# Anyone Heard of this soup diet??



## FiddleKat (Oct 22, 2004)

I had to pick up a few groceries the other day, and one of the things I had to get was Campbells Chedder Cheese soup. I use it to make baked macaroni and cheese and it comes out really good! Makes Velvetta taste icky!!

Anyhoo, the cashier told me another customer lost 120 pounds in two months just by eating three cans of Campbells Soup a day. One for breakfast, one for lunch, and one for supper. And only drinking water and juice in between.

I am a bit skeptical, for one that is an awful lot of weight to lose in such a period of time. And two, although Campbell soups are tasty, I think they have a high salt content and I think combined with drinking alot of water wouldn't one be more likely to retain it?


----------



## Gercarson (Nov 2, 2003)

120 pounds? 
That's the diet for me!!
I'm sorry - but I think someone has exaggerated to no end.


----------



## Ardie/WI (May 10, 2002)

FiddleKat said:


> I had to pick up a few groceries the other day, and one of the things I had to get was Campbells Chedder Cheese soup. I use it to make baked macaroni and cheese and it comes out really good! Makes Velvetta taste icky!!
> 
> Anyhoo, the cashier told me another customer lost 120 pounds in two months just by eating three cans of Campbells Soup a day. One for breakfast, one for lunch, and one for supper. And only drinking water and juice in between.
> 
> I am a bit skeptical, for one that is an awful lot of weight to lose in such a period of time. And two, although Campbell soups are tasty, I think they have a high salt content and I think combined with drinking alot of water wouldn't one be more likely to retain it?

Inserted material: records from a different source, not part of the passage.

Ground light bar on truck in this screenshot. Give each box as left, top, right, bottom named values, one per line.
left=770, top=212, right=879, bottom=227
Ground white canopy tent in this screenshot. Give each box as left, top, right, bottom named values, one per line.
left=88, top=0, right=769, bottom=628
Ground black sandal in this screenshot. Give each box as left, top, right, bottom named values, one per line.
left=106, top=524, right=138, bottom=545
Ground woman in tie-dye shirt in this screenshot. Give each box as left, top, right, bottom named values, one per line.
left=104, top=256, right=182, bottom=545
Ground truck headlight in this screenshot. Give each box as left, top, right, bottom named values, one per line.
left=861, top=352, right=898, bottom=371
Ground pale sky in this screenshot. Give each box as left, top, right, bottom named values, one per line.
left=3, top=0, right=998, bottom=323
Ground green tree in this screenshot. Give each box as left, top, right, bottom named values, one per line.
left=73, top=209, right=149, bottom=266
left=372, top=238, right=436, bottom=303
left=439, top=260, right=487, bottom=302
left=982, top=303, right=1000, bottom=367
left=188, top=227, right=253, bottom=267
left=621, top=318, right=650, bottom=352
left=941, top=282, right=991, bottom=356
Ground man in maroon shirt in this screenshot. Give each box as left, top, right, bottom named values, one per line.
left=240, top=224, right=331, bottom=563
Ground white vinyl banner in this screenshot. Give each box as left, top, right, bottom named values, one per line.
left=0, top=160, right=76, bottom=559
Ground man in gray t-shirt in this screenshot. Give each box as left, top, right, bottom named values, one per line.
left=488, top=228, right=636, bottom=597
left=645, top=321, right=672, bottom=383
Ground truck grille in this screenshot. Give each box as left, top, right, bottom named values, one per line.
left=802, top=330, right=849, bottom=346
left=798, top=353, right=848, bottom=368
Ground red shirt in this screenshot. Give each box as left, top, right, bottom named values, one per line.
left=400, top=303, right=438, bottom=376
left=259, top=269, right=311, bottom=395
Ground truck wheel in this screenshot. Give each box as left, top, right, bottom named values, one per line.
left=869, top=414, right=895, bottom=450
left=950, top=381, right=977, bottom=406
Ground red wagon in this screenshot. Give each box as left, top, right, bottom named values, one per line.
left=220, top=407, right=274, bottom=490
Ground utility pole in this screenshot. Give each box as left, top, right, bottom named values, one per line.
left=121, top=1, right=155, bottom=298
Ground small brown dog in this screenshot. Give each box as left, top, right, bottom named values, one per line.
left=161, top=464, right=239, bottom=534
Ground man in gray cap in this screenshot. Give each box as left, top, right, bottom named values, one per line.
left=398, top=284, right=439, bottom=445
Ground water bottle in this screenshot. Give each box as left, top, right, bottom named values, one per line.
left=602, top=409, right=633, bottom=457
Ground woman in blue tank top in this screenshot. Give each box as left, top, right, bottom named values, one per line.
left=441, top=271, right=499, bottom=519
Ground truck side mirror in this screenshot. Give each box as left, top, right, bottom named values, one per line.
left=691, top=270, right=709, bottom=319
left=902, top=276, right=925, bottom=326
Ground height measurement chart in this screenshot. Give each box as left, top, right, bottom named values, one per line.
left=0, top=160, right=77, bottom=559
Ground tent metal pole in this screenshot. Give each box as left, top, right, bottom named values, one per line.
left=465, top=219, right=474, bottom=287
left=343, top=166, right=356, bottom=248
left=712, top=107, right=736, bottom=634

I think that it is a wee bit of bull myself. Just look at the calories in three cans of soup. That isn't enough to keep the body healthy and out of the 'starvation mode'. Add all the sodium in that soup and that isn't a good thing.


----------



## FiddleKat (Oct 22, 2004)

I thought it sounded a bit crazy myself. 120 pounds in two months is alot of weight. And where would one get thier vitimins from. Vitamin pills? I know I wouldn't want to try it.


----------



## mtc (Dec 23, 2005)

Campbell's ran an ad campaign a while back suggesting that some (not all) of their soups were 200 calories or less (or something like that) and that they could be used as part of a "sensible diet plan". I think the gist was soup for lunch and appropriate breakfast and dinner. 

Perhaps your cashier's customer just took the idea to an extreme.


----------



## Tricky Grama (Oct 7, 2006)

Well, I've decided that it must all be relative. The person that lost 120 lbs so quickly probably weighted 400 to start with. 

I just finished the cabbage soup diet-quaranteed to lose 12-15 lbs. My mileage DID vary...a 5 lb loss. For a WHOLE lot of hunger. So maybe if you weigh 300 you'd lose 12-15? 

Patty


----------